L’entreprise est bienveillante.

Depuis quelques années, le concept de bienveillance est à la mode dans les entreprises, mais sans que l’on sache ce qu’il recouvre exactement. Contrairement à ce que l’on croit, c’est une notion assez ancienne du rapport à l’autre, dont le sens a sensiblement évolué au fil du temps. Aristote disait qu’était bienveillant celui qui « souhaitait faire le bien de l’autre ». Plus près de nous, Thomas d’Aquin en proposait une déclinaison autour de la « volonté de faire le bien de l’autre de manière désintéressée ». Kant évoque lui un « devoir d’humanité ». Appliquée à l’univers du travail, la bienveillance implique une adhésion pleine et entière à vouloir faire le bien d’autrui. La principale caractéristique de la bienveillance est de placer l’humain avant tout. Les compagnies d’assurances, dont la Matmut, placent-elle le salarié avant tout ? Non, les entreprises ont arrêté de faire attention aux salariés (les arrêts de travail, burn-out et les licenciements augmentent). D’ailleurs, Julia De Funès, philosophe en entreprise, met en garde face aux faux-semblants de la bienveillance, car « la vraie mission de l’entreprise est de créer davantage de performance. Avoir un cadre de travail sympathique, c’est agréable, mais cela reste souvent un artifice ». La bienveillance est l’outil sympathique pour rendre les salariés plus rentables.

Du “collaborateurs culpabilisé” au “syndicat responsable”.

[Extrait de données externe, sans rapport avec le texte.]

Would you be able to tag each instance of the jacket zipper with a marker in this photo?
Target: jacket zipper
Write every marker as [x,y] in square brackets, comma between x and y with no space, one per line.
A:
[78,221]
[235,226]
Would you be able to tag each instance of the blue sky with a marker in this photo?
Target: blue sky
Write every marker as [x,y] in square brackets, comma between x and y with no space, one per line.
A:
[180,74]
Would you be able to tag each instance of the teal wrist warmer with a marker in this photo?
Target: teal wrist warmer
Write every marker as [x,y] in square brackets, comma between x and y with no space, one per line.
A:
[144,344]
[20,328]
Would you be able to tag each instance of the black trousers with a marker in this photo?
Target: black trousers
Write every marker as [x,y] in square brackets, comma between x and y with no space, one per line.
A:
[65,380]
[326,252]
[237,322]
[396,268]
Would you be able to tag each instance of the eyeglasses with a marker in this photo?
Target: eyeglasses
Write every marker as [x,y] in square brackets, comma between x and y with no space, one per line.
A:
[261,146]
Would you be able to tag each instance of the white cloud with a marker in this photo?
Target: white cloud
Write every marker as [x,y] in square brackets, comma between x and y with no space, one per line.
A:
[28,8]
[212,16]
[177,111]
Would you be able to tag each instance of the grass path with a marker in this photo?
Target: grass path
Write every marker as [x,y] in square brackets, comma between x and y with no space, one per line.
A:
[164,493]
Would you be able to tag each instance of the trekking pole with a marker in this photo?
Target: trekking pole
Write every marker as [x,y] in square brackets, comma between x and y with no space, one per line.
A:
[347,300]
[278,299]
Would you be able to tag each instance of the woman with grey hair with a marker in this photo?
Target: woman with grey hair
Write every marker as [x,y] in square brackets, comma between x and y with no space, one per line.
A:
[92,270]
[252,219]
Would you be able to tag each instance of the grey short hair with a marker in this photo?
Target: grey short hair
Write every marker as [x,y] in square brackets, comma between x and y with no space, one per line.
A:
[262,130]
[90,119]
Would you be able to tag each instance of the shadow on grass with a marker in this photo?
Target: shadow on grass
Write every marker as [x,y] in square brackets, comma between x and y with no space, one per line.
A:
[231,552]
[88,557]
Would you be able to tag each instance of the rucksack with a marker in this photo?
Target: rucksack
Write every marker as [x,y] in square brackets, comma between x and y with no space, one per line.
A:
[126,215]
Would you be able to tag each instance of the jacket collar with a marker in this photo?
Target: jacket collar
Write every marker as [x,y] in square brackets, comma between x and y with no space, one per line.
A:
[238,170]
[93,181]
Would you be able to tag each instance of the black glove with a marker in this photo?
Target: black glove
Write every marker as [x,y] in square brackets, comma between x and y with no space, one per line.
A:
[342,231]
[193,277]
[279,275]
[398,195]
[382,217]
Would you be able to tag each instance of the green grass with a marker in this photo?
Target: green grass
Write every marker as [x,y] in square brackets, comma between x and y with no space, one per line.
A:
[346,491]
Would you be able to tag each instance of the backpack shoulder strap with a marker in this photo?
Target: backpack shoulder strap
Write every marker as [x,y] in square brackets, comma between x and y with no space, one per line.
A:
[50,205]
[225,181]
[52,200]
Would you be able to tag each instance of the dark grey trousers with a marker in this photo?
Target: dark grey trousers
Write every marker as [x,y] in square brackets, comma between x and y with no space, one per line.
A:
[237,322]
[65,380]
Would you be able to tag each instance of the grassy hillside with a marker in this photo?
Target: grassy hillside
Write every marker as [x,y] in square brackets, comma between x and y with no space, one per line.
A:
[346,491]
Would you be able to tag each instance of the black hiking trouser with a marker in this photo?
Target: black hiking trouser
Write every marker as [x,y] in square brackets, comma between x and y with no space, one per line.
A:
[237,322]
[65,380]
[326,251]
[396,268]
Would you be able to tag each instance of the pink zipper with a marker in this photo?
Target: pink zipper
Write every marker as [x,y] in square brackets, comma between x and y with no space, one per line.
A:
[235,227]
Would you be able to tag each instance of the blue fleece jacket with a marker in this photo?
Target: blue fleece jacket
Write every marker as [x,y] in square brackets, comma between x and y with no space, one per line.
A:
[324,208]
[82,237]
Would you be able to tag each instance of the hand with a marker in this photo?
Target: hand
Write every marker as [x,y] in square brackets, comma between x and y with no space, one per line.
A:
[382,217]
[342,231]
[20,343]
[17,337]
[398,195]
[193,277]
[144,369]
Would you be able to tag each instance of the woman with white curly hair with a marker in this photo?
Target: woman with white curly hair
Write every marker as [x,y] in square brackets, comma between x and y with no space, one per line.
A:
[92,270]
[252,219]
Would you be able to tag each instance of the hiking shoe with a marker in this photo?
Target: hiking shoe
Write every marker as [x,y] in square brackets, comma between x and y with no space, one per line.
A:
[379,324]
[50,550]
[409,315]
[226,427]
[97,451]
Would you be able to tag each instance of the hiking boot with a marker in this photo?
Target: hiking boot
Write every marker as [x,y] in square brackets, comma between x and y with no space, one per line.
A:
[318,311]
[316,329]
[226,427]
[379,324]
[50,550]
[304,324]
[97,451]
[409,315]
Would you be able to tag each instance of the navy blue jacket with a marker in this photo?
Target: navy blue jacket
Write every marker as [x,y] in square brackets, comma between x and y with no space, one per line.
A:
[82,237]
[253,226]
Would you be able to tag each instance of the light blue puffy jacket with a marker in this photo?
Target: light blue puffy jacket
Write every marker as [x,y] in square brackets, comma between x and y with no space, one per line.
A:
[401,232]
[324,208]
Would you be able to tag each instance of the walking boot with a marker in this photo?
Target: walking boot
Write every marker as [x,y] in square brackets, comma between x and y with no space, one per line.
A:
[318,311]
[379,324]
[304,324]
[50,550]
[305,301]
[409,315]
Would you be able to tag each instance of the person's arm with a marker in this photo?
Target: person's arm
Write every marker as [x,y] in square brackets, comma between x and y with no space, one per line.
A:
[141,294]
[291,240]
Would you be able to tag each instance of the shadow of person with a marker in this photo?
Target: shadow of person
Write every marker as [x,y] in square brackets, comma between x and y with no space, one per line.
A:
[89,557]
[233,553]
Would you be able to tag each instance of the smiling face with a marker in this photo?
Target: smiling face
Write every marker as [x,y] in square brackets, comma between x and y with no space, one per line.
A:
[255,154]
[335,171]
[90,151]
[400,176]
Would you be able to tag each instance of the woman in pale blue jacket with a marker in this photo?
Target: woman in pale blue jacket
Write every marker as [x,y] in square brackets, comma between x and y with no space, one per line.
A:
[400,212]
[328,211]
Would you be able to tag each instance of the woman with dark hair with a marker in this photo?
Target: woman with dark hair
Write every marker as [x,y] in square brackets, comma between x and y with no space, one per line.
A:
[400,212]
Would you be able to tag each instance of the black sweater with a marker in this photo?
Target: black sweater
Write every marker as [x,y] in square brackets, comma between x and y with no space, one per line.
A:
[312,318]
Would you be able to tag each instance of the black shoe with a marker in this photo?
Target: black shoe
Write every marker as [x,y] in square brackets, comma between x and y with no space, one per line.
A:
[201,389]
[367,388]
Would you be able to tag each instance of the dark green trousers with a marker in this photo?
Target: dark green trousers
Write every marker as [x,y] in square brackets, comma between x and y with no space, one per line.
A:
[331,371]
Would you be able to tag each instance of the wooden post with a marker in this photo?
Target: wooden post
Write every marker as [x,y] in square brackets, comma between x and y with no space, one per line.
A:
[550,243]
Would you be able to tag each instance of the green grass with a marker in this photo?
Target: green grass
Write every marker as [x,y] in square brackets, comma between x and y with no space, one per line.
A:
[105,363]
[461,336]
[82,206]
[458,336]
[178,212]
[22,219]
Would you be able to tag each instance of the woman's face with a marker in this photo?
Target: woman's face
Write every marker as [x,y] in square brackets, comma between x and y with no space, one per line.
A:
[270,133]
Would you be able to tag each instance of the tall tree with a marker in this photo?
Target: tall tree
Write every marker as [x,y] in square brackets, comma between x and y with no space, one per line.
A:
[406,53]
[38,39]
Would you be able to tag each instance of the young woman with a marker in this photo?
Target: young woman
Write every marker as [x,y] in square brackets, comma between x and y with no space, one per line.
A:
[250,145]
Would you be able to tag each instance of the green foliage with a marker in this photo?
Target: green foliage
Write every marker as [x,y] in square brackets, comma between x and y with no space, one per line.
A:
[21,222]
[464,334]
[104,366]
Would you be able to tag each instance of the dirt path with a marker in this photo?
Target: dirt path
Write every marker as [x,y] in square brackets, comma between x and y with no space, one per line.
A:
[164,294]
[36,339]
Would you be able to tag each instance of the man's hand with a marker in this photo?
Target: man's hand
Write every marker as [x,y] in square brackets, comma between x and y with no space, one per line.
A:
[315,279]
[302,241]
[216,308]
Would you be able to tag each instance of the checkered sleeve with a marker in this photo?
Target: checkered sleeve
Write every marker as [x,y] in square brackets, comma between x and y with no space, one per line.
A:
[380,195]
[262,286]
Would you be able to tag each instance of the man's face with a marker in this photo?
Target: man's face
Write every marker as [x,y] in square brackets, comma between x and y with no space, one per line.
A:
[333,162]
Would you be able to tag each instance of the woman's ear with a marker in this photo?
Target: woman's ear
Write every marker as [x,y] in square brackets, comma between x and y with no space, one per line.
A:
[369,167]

Les camarades qui défendent les salariés tombés dans ce piège mortifère doivent eux-mêmes lutter contre ce conditionnement. Cette combinaison, voire fusion inconsciente du travail et de la personne, des intérêts des travailleurs avec ceux des actionnaires, invite les syndicats à accepter le titre de “partenaires sociaux” supposément “co-responsables”, voire “cogestionnaires”, et donc soucieux de ne pas gêner les plans de l’entreprise quels qu’ils soient. Tout syndicat qui entrerait dans ce “partenariat” adopterait une position antinomique avec la défense des droits et des intérêts des salariés.